Surgical cavity dilatation after resection of IDH-mutated astrocytoma of the mesial temporal lobe: illustrative cases

J Neurosurg Case Lessons. 2024 Jul 8;8(2):CASE23674. doi: 10.3171/CASE23674. Print 2024 Jul 8.

Abstract

Background: Space-occupying tumor bed cysts may exceptionally happen after the resection of diffuse low-grade glioma. Their mechanism and management remain debated. The authors report two cases of tumor bed cysts occurring after the resection of a left temporal diffuse low-grade glioma with two different evolutions.

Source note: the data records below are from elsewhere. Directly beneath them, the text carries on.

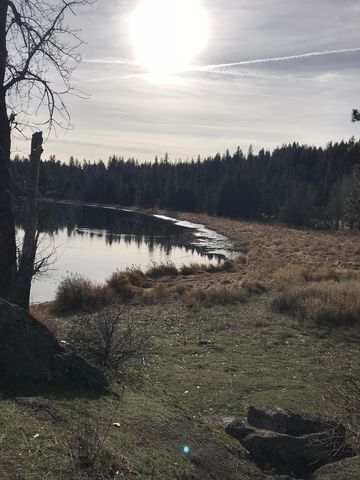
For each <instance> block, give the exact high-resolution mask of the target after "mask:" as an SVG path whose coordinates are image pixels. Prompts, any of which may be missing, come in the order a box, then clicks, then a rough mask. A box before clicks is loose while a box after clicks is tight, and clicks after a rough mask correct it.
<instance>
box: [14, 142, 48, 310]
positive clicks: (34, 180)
mask: <svg viewBox="0 0 360 480" xmlns="http://www.w3.org/2000/svg"><path fill="white" fill-rule="evenodd" d="M42 143H43V138H42V132H38V133H34V135H33V136H32V141H31V152H30V170H29V178H28V181H27V187H26V209H27V215H26V223H25V225H26V227H25V233H24V240H23V245H22V250H21V255H20V259H19V267H18V272H17V275H16V287H15V289H14V292H13V298H12V301H13V302H14V303H16V304H17V305H19V306H20V307H22V308H25V309H27V310H28V309H29V302H30V290H31V282H32V278H33V275H34V273H35V272H34V266H35V256H36V249H37V243H38V186H39V172H40V160H41V154H42V152H43V149H42Z"/></svg>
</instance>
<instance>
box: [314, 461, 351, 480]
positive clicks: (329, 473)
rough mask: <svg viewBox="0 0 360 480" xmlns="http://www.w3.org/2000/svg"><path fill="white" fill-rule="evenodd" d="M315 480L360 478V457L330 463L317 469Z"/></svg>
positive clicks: (314, 474)
mask: <svg viewBox="0 0 360 480" xmlns="http://www.w3.org/2000/svg"><path fill="white" fill-rule="evenodd" d="M312 479H313V480H360V457H352V458H346V459H345V460H341V461H340V462H335V463H329V464H328V465H325V466H324V467H321V468H320V469H319V470H317V471H316V472H315V473H314V475H313V477H312Z"/></svg>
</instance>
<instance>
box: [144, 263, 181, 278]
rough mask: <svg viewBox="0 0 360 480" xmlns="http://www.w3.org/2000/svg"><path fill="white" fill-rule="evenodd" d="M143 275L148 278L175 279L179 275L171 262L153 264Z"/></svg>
mask: <svg viewBox="0 0 360 480" xmlns="http://www.w3.org/2000/svg"><path fill="white" fill-rule="evenodd" d="M145 275H147V276H148V277H150V278H162V277H176V276H177V275H179V270H178V269H177V268H176V266H175V265H174V264H173V263H171V262H167V263H159V264H155V263H154V264H153V265H152V266H151V267H150V268H148V270H146V272H145Z"/></svg>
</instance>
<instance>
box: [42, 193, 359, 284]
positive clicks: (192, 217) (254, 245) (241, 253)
mask: <svg viewBox="0 0 360 480" xmlns="http://www.w3.org/2000/svg"><path fill="white" fill-rule="evenodd" d="M45 201H47V202H54V203H62V204H67V205H79V206H81V205H82V206H88V207H98V208H105V209H111V210H124V211H131V212H137V213H144V214H147V215H166V216H167V217H170V218H172V219H177V220H179V221H186V222H191V223H192V224H195V225H199V226H205V227H206V228H207V229H209V230H211V231H214V232H216V233H217V234H219V235H222V236H224V237H225V238H226V239H228V240H229V241H230V243H231V245H232V248H233V251H234V252H235V253H236V254H238V255H241V256H243V257H245V258H246V261H244V259H242V260H241V262H240V264H239V267H240V269H241V271H243V270H244V265H246V274H247V275H248V276H249V277H251V278H252V279H253V280H261V281H264V282H265V283H269V284H272V279H273V276H274V274H275V273H276V271H277V270H279V269H281V268H282V267H284V266H287V265H297V266H303V267H305V268H306V267H323V266H329V267H334V268H346V269H354V270H358V269H360V247H359V246H358V242H359V234H357V233H353V232H350V231H341V230H340V231H320V230H308V229H301V228H295V227H289V226H285V225H280V224H270V223H261V222H256V221H246V220H238V219H230V218H223V217H214V216H210V215H207V214H203V213H192V212H176V211H168V210H160V209H144V208H138V207H131V208H127V207H123V206H121V205H103V204H98V203H89V202H78V201H70V200H51V199H46V200H45Z"/></svg>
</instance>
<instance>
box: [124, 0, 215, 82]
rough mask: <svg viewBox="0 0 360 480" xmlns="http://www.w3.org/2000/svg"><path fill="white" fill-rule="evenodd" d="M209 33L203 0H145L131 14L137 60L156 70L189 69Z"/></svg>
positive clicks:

Observations: The first patient showed a spontaneous decrease in the cyst volume and did not report any symptoms. In contrast, the second patient showed a progressive increase in the cyst volume and reported headaches and difficulties in finding words. Endoscopic cyst fenestration was performed and led to symptom relief and normalization of the surgical cavity.

Lessons: A tumor bed cyst is a rare complication of temporal low-grade glioma resection. Its formation is due to entrapment of the choroid plexus in the temporal horn widely opened into the surgical cavity. Endoscopic cyst fenestration should be offered only in symptomatic cases. https://thejns.org/doi/10.3171/CASE23674.

Keywords: CSF entrapment; astrocytoma; glioma resection; temporomesial.